In Praise of Trump! No, Really.
Killing the State of the Union speech is exactly the kind of norm-busting that we could use more of.
Let it never be said that Donald Trump hasn't done some good as president. And not just Neil Gorsuch and moving the U.S. Embassy to Jerusalem.
The big one is his decision to forgo the White House Correspondents' Dinner, which was an epic triumph for the forces of good in Washington. It rebuked the more self-congratulatory parts of the press, cut down the clubby towel-snapping, and returned both the media and the presidency to their proper stations, if only for a night. We can only hope that the next president continues this tradition.
And on Wednesday, President Trump has the opportunity to blow up another meaningless, self-important Washington tradition: the State of the Union Address.
No one likes the State of the Union. The media hates covering it. The speechwriters hate writing it: They have to wrangle dozens of different departmental stakeholders all vying for attention while also managing a principal who never hears the word "no." The sacrificial lamb tapped to deliver the opposition response hates it, because no one ever comes out of the rebuttal looking good. And voters don't care about the speech, either. It's an incoherent laundry list of pablum and no matter what is happening—fear, famine, war, recession—somehow the state of our union is always "strong."
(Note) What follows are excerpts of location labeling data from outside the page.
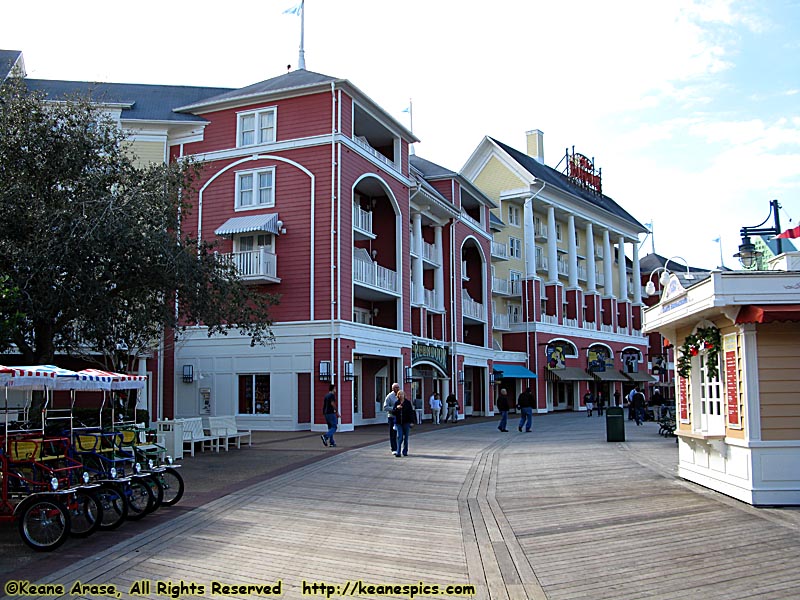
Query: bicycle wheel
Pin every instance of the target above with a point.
(172, 482)
(115, 509)
(158, 491)
(86, 513)
(43, 523)
(139, 498)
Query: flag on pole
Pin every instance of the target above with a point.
(789, 234)
(294, 10)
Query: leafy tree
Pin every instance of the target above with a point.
(92, 243)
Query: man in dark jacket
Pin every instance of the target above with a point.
(502, 406)
(404, 416)
(525, 404)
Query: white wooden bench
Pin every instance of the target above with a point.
(194, 433)
(225, 428)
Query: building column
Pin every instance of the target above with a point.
(591, 278)
(608, 266)
(552, 246)
(623, 271)
(572, 253)
(637, 276)
(416, 265)
(438, 275)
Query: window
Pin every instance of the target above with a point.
(254, 394)
(255, 189)
(257, 127)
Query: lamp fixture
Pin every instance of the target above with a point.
(348, 371)
(748, 255)
(325, 370)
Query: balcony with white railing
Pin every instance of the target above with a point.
(471, 309)
(374, 276)
(364, 145)
(500, 286)
(499, 251)
(362, 221)
(500, 322)
(256, 266)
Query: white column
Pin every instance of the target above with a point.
(637, 276)
(419, 295)
(591, 279)
(530, 238)
(438, 275)
(608, 266)
(552, 246)
(623, 271)
(572, 253)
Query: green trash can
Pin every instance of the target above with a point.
(615, 424)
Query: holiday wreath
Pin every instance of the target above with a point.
(704, 339)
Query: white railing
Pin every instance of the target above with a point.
(430, 299)
(500, 286)
(370, 150)
(472, 309)
(362, 219)
(375, 275)
(499, 250)
(469, 219)
(500, 321)
(429, 253)
(254, 263)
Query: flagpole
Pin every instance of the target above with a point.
(302, 60)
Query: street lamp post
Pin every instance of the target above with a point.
(748, 254)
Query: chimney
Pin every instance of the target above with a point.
(535, 145)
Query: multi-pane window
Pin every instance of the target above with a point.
(256, 127)
(254, 394)
(255, 189)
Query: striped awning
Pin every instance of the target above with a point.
(267, 223)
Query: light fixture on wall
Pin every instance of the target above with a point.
(324, 370)
(748, 255)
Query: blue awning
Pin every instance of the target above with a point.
(513, 371)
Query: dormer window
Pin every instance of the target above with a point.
(255, 189)
(256, 127)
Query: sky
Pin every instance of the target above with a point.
(691, 108)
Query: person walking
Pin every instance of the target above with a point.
(638, 406)
(331, 416)
(502, 406)
(435, 403)
(588, 400)
(388, 408)
(404, 416)
(525, 404)
(452, 408)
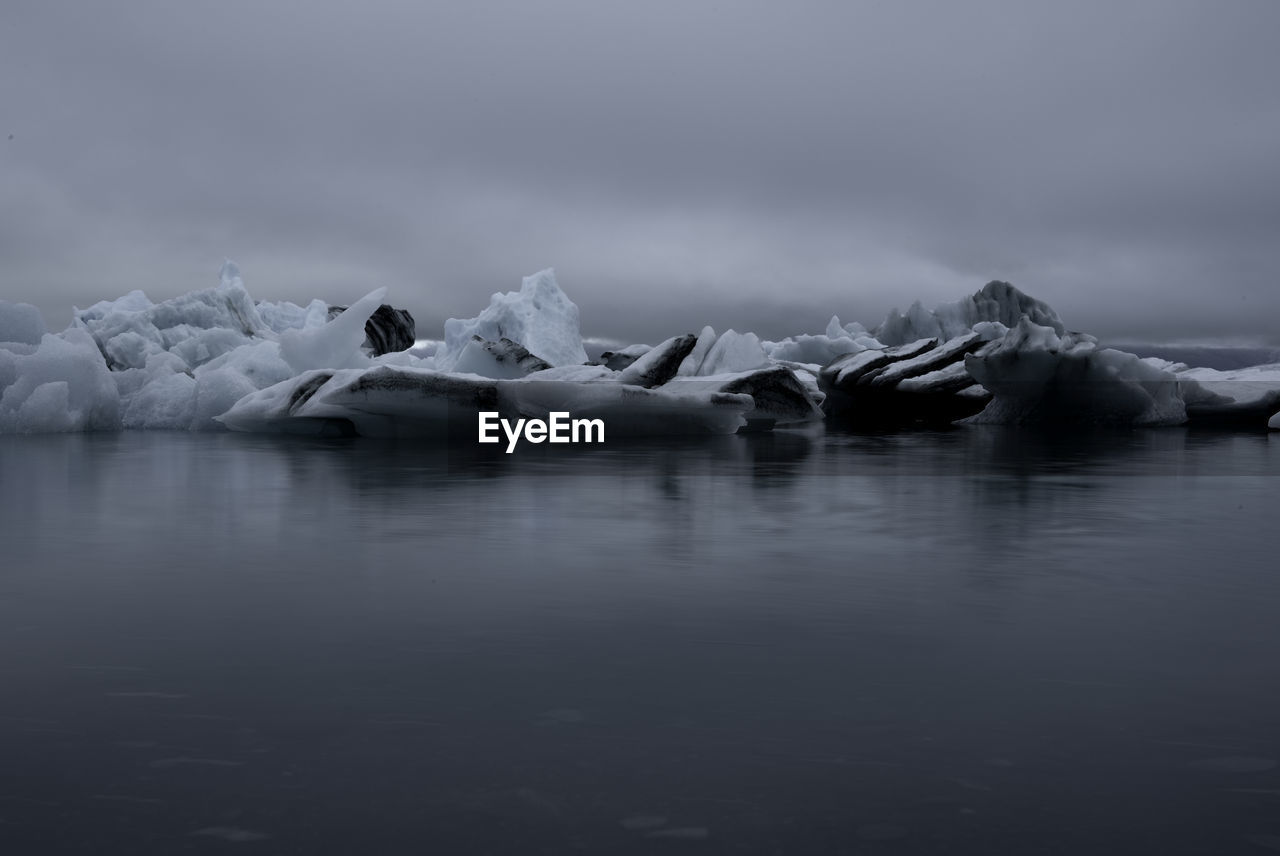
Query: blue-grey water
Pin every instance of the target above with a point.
(976, 641)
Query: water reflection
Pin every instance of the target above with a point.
(976, 640)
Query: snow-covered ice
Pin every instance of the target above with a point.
(539, 316)
(214, 358)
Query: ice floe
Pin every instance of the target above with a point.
(215, 358)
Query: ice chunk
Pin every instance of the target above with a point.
(946, 353)
(62, 385)
(661, 364)
(388, 330)
(199, 326)
(849, 369)
(167, 401)
(539, 316)
(288, 316)
(1037, 374)
(776, 393)
(334, 346)
(728, 353)
(502, 358)
(996, 301)
(21, 323)
(694, 361)
(389, 401)
(822, 348)
(1233, 398)
(624, 357)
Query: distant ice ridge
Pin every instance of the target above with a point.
(539, 316)
(215, 358)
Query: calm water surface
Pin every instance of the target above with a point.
(976, 641)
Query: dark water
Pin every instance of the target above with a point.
(967, 642)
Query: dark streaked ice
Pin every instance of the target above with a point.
(736, 164)
(969, 641)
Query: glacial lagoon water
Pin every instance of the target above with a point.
(972, 641)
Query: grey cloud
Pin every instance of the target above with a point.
(740, 164)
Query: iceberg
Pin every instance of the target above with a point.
(498, 360)
(659, 364)
(539, 316)
(60, 384)
(402, 402)
(1038, 375)
(995, 302)
(216, 360)
(822, 348)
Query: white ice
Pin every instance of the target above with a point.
(539, 316)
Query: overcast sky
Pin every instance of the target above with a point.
(758, 165)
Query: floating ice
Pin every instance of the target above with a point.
(215, 358)
(995, 301)
(21, 323)
(659, 364)
(1037, 374)
(393, 401)
(60, 385)
(819, 349)
(498, 360)
(539, 316)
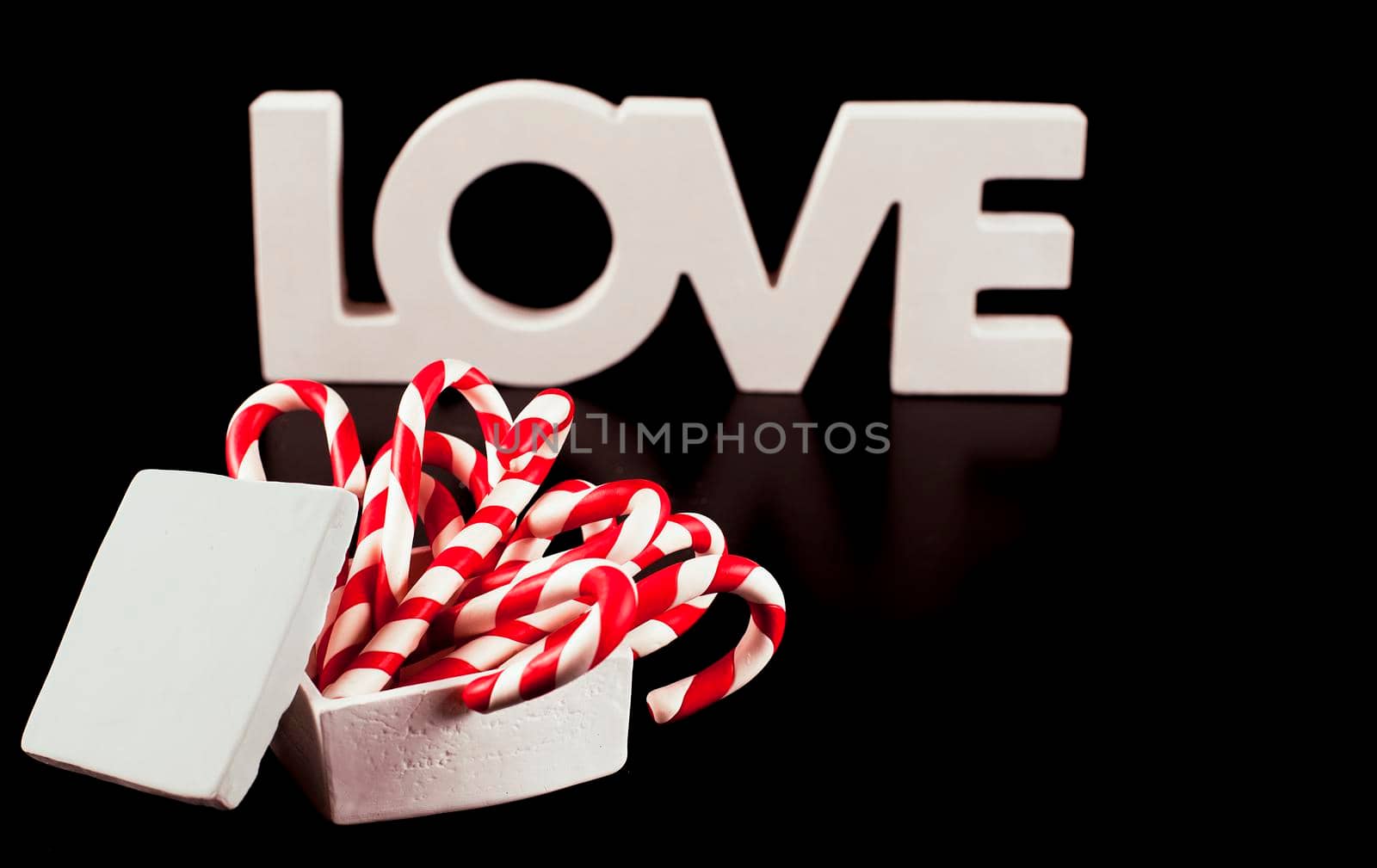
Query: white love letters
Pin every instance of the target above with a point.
(661, 172)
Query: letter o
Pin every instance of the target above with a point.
(522, 121)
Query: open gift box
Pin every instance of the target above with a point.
(185, 656)
(417, 750)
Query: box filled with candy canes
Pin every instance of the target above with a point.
(394, 681)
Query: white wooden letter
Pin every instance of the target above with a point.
(661, 172)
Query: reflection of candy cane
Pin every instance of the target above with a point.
(704, 576)
(349, 617)
(241, 449)
(509, 637)
(405, 480)
(543, 424)
(571, 649)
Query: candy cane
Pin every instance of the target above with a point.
(241, 440)
(404, 483)
(349, 618)
(571, 651)
(682, 532)
(646, 508)
(509, 637)
(704, 576)
(544, 424)
(241, 443)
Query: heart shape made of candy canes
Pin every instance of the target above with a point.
(525, 449)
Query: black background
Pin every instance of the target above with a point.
(948, 661)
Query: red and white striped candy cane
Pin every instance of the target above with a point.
(405, 480)
(682, 532)
(646, 508)
(241, 443)
(349, 615)
(241, 440)
(544, 424)
(509, 637)
(675, 585)
(571, 651)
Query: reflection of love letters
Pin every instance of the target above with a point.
(661, 172)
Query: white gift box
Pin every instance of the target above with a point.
(415, 750)
(188, 647)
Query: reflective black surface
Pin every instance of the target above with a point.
(948, 599)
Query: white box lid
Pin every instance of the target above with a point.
(192, 633)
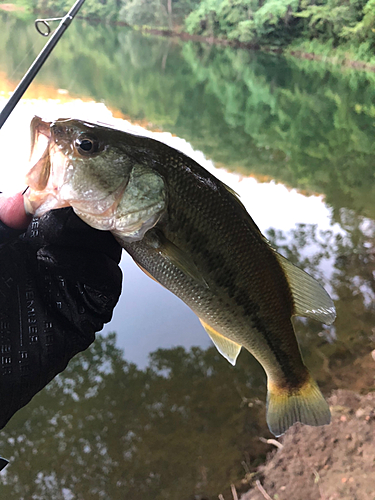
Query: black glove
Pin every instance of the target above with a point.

So now that Nancy Pelosi has asked Trump to postpone this year's SOTU, he could do America a real service by declining to give an address at all. Instead, he could send a written version to Congress—which is how the SOTU was delivered by all presidents from Thomas Jefferson through William Taft. And then in 1913 Woodrow Wilson—a self-aggrandizing blow-hard if there ever was one—decided he wanted to give the speech in person. Like Washington had done.
Returning the SOTU to its proper place of (minimal) importance would be a small achievement. But a real one. It's the kind of disruption Trump's biggest cheerleaders once promised.
If America has to deal with all of Trump's pernicious norm-destroying, we might as well break one of the norms that deserves to die, too.